Ottawa Startup Hyperion Eyes Big Growth in Carbon Capture
Ottawa-based cleantech company Hyperion is making serious moves in the fight against climate change, partnering with Toronto's MaRS Discovery District and global cement manufacturer Amrize to scale up its proprietary carbon-recycling technology.
The collaboration marks a significant milestone for the young Ottawa startup, which has developed a process that captures carbon dioxide emissions and repurposes them — essentially turning industrial waste into a resource rather than a pollutant.
What Is Carbon Recycling, Exactly?
Unlike traditional carbon capture, which simply stores CO₂ underground, Hyperion's approach focuses on recycling that carbon — integrating it back into industrial processes or converting it into usable materials. The cement industry is one of the world's largest emitters of CO₂, making Amrize a strategically important partner. Cement production accounts for roughly 8% of global carbon emissions, and finding ways to reduce or reuse that output is a major challenge for the sector.
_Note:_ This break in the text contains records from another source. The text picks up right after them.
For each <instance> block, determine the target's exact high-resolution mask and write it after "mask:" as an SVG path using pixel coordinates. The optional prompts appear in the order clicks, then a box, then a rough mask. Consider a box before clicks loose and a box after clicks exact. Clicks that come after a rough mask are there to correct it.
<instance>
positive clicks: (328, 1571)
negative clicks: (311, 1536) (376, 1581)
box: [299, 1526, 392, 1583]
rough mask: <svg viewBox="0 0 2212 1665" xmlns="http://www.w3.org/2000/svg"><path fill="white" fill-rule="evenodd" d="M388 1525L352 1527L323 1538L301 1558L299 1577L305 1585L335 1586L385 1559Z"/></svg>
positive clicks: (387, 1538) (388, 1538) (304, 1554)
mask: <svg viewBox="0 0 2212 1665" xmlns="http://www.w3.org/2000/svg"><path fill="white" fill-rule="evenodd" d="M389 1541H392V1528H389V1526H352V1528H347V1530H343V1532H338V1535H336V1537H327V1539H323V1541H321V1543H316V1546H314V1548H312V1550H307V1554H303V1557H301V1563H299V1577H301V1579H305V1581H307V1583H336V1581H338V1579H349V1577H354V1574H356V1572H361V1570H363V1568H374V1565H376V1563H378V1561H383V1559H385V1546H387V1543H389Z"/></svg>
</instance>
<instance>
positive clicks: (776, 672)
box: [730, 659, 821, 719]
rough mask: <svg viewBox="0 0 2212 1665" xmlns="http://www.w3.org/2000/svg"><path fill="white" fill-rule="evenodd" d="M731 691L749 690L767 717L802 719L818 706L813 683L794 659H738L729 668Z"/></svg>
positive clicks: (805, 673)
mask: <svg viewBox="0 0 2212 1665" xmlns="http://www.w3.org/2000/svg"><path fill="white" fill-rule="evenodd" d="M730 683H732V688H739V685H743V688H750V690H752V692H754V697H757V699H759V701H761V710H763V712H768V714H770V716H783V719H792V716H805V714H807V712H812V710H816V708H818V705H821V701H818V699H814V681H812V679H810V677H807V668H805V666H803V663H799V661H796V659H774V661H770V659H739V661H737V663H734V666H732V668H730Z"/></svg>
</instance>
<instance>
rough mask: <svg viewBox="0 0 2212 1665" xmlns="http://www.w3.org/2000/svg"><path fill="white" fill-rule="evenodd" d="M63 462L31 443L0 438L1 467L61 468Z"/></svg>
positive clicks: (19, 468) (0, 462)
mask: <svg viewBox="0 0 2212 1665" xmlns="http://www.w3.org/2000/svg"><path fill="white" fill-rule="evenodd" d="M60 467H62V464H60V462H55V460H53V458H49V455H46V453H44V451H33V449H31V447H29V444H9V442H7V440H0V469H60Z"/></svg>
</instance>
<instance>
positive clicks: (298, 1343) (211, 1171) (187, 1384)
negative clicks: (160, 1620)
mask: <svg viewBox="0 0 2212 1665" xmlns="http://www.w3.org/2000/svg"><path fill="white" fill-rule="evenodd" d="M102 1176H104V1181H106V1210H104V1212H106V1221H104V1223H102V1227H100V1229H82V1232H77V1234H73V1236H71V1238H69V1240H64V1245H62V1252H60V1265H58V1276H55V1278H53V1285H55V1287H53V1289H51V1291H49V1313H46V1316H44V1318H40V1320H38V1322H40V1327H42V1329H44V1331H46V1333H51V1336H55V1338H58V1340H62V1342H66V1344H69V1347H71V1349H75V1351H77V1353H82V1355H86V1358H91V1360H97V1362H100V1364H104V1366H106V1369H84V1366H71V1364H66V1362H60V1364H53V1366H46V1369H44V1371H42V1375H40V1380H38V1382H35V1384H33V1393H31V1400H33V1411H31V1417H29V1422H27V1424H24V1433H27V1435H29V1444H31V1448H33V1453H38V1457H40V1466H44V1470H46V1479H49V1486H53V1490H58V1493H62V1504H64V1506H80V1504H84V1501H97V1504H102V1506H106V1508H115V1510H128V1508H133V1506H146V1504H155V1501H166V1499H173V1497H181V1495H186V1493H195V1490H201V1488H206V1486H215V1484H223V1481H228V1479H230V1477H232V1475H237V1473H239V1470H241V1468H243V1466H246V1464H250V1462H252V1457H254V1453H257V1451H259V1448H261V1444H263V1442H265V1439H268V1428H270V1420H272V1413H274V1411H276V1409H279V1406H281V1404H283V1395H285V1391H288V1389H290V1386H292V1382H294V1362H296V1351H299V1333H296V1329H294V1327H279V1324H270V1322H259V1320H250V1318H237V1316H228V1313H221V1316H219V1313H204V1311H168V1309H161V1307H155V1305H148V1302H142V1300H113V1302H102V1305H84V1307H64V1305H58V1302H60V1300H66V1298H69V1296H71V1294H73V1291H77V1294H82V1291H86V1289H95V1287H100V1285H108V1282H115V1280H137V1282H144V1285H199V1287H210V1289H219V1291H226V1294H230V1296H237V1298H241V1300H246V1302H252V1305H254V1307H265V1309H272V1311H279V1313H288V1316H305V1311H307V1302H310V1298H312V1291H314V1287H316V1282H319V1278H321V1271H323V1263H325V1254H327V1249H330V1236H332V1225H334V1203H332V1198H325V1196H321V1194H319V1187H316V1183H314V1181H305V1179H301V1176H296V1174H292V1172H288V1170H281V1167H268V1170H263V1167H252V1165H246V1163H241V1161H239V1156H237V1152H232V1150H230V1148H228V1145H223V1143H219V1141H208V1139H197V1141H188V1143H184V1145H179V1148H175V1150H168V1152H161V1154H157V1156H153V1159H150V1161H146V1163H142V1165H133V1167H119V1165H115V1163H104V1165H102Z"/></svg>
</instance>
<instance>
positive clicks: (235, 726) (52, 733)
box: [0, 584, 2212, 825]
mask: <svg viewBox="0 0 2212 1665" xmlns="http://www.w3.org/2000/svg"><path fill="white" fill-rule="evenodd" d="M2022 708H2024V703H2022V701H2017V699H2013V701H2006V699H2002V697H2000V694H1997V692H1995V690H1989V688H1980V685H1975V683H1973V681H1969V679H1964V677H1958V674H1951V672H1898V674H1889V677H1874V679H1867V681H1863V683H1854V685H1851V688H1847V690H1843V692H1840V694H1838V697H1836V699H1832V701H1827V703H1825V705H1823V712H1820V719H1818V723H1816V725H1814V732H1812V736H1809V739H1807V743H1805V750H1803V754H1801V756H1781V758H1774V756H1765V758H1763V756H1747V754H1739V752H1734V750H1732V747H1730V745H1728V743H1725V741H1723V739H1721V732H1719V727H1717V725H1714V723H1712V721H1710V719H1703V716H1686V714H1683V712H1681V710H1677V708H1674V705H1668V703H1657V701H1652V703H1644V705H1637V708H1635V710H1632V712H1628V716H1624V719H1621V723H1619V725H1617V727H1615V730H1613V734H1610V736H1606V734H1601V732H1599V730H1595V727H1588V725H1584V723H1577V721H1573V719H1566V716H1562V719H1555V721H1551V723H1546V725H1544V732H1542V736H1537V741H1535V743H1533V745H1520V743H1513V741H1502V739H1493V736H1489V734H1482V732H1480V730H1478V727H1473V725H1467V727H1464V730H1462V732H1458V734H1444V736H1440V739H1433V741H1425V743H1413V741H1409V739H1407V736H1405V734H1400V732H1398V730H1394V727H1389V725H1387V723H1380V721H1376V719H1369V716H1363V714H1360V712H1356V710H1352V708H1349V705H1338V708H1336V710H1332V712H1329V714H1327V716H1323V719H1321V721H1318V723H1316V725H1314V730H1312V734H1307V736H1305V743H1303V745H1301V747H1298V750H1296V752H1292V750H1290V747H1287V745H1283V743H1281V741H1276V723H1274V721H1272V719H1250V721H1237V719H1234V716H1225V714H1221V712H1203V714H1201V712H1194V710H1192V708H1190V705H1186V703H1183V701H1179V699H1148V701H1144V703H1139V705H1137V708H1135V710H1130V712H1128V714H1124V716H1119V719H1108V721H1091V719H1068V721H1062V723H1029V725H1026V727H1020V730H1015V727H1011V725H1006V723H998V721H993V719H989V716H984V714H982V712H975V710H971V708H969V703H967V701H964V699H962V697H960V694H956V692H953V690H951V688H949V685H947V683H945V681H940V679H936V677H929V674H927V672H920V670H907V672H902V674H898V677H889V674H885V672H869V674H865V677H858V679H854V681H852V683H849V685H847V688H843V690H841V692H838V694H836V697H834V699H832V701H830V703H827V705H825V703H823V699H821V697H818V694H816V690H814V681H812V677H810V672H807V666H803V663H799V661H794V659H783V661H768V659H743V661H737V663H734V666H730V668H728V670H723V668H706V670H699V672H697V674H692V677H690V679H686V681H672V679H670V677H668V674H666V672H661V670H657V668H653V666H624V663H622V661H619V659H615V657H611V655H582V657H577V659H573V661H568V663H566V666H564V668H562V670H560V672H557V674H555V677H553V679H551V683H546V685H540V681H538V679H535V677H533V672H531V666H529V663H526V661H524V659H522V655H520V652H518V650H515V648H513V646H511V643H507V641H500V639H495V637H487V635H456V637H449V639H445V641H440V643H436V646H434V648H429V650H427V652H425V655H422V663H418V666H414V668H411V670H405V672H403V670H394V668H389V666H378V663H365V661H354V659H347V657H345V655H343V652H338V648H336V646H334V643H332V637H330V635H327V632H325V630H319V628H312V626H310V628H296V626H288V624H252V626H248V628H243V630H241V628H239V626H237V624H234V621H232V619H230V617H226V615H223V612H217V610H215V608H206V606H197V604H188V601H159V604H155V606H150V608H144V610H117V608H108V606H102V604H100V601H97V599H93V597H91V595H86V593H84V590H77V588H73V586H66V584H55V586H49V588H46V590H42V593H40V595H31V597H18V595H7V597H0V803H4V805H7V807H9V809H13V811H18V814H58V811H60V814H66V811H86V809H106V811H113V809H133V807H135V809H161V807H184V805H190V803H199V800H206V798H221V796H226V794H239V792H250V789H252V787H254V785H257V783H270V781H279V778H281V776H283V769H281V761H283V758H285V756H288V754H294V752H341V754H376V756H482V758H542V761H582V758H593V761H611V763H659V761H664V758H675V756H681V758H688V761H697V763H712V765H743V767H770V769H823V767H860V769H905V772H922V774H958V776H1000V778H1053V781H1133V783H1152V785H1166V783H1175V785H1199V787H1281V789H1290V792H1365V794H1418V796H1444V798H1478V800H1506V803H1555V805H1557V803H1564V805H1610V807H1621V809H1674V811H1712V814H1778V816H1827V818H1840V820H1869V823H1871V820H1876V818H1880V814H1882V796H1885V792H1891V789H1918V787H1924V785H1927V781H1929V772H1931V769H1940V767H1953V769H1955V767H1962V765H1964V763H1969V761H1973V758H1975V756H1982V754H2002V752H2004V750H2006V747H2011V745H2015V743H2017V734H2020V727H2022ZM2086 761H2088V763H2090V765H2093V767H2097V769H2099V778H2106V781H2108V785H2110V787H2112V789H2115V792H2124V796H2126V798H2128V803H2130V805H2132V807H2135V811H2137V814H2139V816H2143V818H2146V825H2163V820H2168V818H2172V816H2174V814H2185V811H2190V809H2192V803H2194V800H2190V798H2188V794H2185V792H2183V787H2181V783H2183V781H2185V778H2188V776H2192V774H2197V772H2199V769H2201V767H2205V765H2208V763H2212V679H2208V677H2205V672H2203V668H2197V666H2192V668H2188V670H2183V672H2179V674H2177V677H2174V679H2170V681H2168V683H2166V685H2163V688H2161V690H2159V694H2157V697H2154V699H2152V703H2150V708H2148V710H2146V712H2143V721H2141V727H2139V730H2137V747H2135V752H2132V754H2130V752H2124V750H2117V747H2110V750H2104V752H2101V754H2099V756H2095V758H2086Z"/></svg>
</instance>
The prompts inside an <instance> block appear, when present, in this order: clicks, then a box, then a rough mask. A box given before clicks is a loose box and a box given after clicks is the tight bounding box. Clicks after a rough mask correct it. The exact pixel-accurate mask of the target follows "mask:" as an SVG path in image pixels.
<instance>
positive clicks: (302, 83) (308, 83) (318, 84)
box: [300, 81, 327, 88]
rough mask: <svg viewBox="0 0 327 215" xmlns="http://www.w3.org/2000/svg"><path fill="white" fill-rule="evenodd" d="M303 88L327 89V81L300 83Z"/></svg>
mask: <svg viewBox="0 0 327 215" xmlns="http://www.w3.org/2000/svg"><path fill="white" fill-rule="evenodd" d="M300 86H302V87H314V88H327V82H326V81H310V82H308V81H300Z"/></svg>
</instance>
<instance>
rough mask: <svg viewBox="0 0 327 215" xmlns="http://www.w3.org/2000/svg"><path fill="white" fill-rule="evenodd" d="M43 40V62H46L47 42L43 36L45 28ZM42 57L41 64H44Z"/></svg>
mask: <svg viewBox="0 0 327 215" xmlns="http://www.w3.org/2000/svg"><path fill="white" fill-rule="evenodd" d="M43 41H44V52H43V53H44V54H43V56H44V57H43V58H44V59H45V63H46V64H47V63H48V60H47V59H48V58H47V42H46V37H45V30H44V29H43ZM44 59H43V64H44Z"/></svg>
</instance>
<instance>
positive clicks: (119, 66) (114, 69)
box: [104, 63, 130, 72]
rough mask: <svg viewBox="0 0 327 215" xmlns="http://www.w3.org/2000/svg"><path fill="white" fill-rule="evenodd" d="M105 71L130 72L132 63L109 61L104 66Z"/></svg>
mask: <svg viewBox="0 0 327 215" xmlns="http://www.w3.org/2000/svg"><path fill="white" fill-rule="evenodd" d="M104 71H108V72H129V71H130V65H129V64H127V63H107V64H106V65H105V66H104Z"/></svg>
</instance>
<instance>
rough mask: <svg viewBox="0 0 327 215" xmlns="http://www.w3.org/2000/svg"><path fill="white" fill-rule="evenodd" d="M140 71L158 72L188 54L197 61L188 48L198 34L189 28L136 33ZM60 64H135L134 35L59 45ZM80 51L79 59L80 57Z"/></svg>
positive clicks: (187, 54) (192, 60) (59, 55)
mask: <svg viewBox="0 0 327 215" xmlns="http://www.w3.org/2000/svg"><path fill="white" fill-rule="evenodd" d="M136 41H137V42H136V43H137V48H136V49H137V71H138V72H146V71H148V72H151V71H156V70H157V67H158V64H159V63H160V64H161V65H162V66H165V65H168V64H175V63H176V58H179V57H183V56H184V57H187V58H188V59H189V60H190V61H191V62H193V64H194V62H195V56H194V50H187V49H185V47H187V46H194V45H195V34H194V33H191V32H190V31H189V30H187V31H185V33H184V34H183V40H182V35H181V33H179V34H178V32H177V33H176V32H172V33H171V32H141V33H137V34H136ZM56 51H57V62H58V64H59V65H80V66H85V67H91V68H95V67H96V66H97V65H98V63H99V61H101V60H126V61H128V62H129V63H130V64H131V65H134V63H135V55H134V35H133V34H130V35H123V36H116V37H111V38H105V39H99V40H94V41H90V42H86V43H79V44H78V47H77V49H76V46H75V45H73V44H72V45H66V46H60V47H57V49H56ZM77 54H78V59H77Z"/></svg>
Hyperion's technology slots into existing industrial infrastructure, which lowers the barrier to adoption compared with solutions that require entirely new facilities.
Why MaRS and Amrize?
MaRS Discovery District is Canada's largest urban innovation hub, with a strong track record of helping deep-tech and cleantech startups commercialize and scale. For Hyperion, the partnership means access to MaRS's network of investors, corporate partners, and market development expertise — resources that can be hard to come by for early-stage companies working on capital-intensive hardware solutions.
Amrize brings something arguably more valuable: real-world industrial scale and a direct path to deployment. Having a major cement producer involved isn't just good optics — it means Hyperion's technology can be tested, refined, and eventually deployed in actual production environments, not just labs.
Ottawa's Growing Cleantech Scene
Hyperion is part of a broader wave of Ottawa cleantech companies working on hard problems in energy and emissions. The city has long been known for its federal government presence and tech sector anchored by Kanata North, but startups like Hyperion are helping diversify that reputation into climate technology.
Ottawa's talent pool — fed by the University of Ottawa, Carleton University, and a deep bench of engineering professionals — makes it a natural home for companies tackling complex industrial challenges.
What Comes Next
With MaRS's support and Amrize as an industry partner, Hyperion is eyeing pilot deployments and broader commercialization. Scaling carbon-recycling tech from prototype to industrial reality is no small feat, but the combination of startup agility, institutional support, and a committed industry player gives the Ottawa company a credible path forward.
If successful, Hyperion's technology could have implications far beyond cement — other heavy industries like steel, chemicals, and waste management face similar decarbonization pressures.
For Ottawa, it's another sign that the city's innovation ecosystem is punching above its weight on the global cleantech stage.